Before you commence cussing, let me give a brief breakdown of just a small sampling of the current issues I’m dealing with in my own life:

  • My Yaris is being recalled because the front and side airbags deploy if you beep while straightening out after completing a left turn, and fail to deploy at all if you crash during a weekend or March.
  • My son is an excellent rebounder and shot-blocker, but word has gotten out in the Class B Coastal Middle School division that he’s inept from the charity stripe, so hack-an-Ernest is usually deployed for his games’ duration and it works spectacularly well. He ends games in tears and comes home soaked in them and I have to deal with it. He usually calms down during dinner, but after I tuck him in I hear him sneak outside to the hoop in the driveway, followed by the telltale clanks of his futile free throws, followed by further bawling. My wife and I lay in bed with our eyes open toward the streetlamps’ glow on the ceiling as we both silently wonder what to do.
  • My PC caught a virus that fraudulently floods my Google search history with queries for explicitly amorous images of the cast of Pretty Little Liars, which has left my vigilant wife displeased both with me and with her own implied inadequacy for being merely legal and not barely so.
  • Someone stole my identity, changed my state residency from California to Nevada, and then took out a loan to enroll a student at an unspecified University of California campus.
  • My daughter fell asleep on top of the remote and ended up ordering Major League Lacrosse Season Scoop.

It’s all too much. I feel I’m just about done with this world. We should all hope to be as lucky as your son, who won’t even have to start with it.

Civilization has bestowed some great stuff to current humans. The Foo Fighters come to mind, or pretty much anything Dave Grohl blesses with his gifted presence (Nirvana ground to a halt once he left). But for every pleasure to be had in the modern world, there are no less than two precluding inconveniences. I’m so bogged down in petty minutiae that I’ve forgotten what I’m supposed to do once I’m done attending to it, which’ll be never. It’s misery masquerading as busy. Everyone with electricity and 4G is on the same treadmill, which must include you per your submission to my website via mobile.

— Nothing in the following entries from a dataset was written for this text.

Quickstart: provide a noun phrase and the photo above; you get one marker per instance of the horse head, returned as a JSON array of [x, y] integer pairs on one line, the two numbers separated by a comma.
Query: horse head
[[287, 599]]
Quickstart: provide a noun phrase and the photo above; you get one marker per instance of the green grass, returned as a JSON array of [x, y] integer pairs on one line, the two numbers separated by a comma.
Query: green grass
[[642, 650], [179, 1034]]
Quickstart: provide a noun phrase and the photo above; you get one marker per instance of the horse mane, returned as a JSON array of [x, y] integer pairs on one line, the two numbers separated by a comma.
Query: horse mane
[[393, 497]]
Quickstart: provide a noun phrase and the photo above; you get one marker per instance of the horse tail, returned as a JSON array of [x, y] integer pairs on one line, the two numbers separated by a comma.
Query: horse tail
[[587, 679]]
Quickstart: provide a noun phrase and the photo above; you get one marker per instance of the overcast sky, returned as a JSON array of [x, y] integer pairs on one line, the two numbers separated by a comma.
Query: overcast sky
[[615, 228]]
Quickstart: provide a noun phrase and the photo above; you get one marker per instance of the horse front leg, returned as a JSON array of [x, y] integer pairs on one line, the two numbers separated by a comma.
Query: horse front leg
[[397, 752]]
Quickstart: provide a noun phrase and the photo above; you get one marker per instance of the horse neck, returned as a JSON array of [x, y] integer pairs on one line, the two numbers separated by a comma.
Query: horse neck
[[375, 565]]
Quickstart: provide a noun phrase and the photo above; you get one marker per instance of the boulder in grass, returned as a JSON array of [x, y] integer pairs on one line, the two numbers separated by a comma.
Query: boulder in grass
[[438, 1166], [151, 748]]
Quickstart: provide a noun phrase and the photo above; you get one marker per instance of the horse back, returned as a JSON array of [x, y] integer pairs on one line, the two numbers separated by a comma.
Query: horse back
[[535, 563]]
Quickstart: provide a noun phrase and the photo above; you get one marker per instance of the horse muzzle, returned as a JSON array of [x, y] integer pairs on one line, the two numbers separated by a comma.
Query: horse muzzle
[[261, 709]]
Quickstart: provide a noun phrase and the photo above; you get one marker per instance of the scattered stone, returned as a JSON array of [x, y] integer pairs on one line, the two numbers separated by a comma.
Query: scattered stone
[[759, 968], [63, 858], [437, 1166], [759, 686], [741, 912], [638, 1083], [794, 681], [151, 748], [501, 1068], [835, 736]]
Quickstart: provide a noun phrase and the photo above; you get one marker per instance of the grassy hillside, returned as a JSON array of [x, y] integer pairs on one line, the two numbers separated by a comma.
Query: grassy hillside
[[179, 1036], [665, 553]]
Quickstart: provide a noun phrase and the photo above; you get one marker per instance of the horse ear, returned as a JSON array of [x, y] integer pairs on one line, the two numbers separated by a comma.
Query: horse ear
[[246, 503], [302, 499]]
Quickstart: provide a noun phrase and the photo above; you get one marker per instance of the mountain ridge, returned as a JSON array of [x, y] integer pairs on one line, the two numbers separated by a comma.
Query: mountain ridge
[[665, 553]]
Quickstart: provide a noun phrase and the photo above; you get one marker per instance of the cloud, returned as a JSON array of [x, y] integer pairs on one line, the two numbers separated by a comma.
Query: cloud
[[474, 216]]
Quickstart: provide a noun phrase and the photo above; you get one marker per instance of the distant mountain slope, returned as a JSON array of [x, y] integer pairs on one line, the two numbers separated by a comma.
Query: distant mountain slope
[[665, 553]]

Your son wised up and split. If he returns via his own navigation, be warm and welcoming, but not so much so that he feels obligated to stay with you. He’s amongst the wolves now. They’ll be more enlightened guardians. The only thing that will be on your son’s plate will be whatever he’s about to savor for his bloody suppers.

Go home tonight. Mourn your loss. As the nights pass, try to notice the distant howls that you’d once disregarded as just a disturbance. Most will bellow forth from wolves. But on some night soon, you will hear a howl that you’ve never heard before but will somehow find familiar. That will be your son, expressing his purest thoughts without the muddling connotations of language. Go to the window and swing it ajar. Tilt your jaw toward the highest star and howl back. Howl lovingly. If you don’t know how then you don’t know love, and know only the word. But you do know love, because you love your son. And he loves you. You knew that from his howl.